Given an array $A$ of $N$ cells, with at most $R$ of the cells distinguished (say by a bit), produce an array $D$ of at most size $O(R)$ containing all of the marked cells

Compaction is said to be:

  • Tight: If the output array $D$ is of size exactly $R$
  • Order-preserving: If the relative ordering of marked elements of $A$ is the same as the relative ordering of elements of $D$ (i.e. if the compaction is "stable" in the sense of sorting)
  • Data-oblivious: If the algorithm which computes the compaction has access patterns independent of the data

One can construct tight, order-preserving, data-oblivious compaction from a sorting network. You have to use non-standard comparison function which:

  • Sets all marked elements as greater than unmarked elements
  • Within comparisons between marked elements (resp. unmarked elements), breaks ties by the element's initial ordering in the array.

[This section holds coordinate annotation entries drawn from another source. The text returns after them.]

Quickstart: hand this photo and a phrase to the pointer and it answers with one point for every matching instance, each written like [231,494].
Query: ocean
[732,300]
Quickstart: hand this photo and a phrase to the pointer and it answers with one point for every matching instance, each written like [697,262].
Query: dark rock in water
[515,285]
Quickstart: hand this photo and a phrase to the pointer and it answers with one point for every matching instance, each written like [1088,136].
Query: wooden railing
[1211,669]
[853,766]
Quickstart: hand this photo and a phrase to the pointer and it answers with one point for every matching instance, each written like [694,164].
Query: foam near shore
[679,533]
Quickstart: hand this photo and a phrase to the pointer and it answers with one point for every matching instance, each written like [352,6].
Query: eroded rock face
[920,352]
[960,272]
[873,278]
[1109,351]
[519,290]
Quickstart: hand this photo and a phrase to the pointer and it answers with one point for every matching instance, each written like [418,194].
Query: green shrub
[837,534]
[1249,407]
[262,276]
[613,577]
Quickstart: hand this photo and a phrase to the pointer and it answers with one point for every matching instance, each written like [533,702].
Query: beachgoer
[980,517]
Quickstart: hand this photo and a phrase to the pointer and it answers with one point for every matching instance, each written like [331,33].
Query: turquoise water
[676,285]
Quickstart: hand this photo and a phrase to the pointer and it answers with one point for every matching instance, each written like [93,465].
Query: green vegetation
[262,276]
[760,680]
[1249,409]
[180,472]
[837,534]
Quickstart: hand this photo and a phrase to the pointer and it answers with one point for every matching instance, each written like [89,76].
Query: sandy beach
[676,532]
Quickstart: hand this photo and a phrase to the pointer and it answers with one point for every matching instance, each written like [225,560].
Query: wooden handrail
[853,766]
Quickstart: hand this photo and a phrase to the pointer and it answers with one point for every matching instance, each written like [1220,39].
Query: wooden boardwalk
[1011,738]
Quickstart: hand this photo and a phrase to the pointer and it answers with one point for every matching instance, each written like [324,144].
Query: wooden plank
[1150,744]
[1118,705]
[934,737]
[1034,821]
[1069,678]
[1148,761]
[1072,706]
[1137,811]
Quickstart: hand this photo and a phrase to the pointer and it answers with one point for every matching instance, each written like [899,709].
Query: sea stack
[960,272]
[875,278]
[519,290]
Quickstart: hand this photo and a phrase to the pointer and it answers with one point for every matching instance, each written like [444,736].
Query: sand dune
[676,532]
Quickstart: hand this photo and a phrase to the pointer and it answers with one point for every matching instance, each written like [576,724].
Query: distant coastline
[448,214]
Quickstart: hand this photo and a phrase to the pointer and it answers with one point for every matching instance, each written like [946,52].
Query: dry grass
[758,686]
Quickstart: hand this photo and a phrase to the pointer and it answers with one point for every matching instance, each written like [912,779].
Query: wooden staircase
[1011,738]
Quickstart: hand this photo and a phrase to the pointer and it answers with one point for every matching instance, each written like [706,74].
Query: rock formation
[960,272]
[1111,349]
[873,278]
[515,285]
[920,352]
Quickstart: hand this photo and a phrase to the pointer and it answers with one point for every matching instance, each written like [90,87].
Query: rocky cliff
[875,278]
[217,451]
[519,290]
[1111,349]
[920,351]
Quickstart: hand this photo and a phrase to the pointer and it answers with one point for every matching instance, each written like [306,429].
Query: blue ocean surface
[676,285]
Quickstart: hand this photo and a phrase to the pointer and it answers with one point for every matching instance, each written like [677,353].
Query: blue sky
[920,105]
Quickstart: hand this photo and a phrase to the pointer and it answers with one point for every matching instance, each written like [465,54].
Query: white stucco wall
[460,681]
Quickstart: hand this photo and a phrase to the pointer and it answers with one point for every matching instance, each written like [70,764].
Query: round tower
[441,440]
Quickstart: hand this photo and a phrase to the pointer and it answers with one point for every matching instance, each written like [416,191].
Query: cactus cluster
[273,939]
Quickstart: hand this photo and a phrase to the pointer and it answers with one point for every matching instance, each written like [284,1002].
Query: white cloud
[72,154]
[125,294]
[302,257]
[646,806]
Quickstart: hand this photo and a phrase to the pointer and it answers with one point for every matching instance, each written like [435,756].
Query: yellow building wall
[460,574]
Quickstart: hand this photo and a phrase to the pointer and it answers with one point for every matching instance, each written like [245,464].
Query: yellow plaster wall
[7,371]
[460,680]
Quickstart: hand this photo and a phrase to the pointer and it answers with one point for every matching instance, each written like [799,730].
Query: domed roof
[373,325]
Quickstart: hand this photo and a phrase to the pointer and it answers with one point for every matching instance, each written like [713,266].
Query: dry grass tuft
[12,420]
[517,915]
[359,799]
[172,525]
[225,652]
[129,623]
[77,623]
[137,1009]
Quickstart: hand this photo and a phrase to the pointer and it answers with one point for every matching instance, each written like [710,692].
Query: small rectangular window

But such a function is easy to specify, and can be computed in $O(\log N)$ time. This means that one can construct tight, order-preserving, data-oblivious compaction from the AKS sorting network (giving an $O(N(\log N)^2)$ algorithm) or from a more practical sorting network like Batcher Odd-Even Mergesort (giving an $O(N(\log N)^3)$ algorithm).

Anyone who has worked for sorting networks before has heard that there are the asymptotically optimal algorithms (namely the AKS sorting network and ZigZag Sort, both using $O(N\log N)$ comparisons), and the practically efficient algorithms (Batcher's mentioned above is one example, but there are many which are $O(N(\log N)^2)$ comparisons).

I'm essentially curious if there is something similar for compaction --- I have seen papers such as this which give oblivious tight compaction in $O(N)$ time <1>. This paper's improvement is lowering the implied constant from $2^{228}$ to ~$9000$. I imagine that for al "reasonably-sized arrays" it is still more efficient to pair Batcher's sorting network with the aforementioned non-standard comparison function.

So has been research done into practically-efficient compaction algorithms? While I eventually want something which is tight, order-preserving, and data-oblivious, the most important keyword by far is "data-oblivious". I'm willing to tolerate a negligible (meaning $N^{-\omega(1)}$) probability of failure, as long as it has "good constants". Moreover the data to be compacted is "random" in a strong sense. In particular, each element of the array is marked/not marked according to the result of an i.i.d. $\mathsf{Bern}(1/2)$.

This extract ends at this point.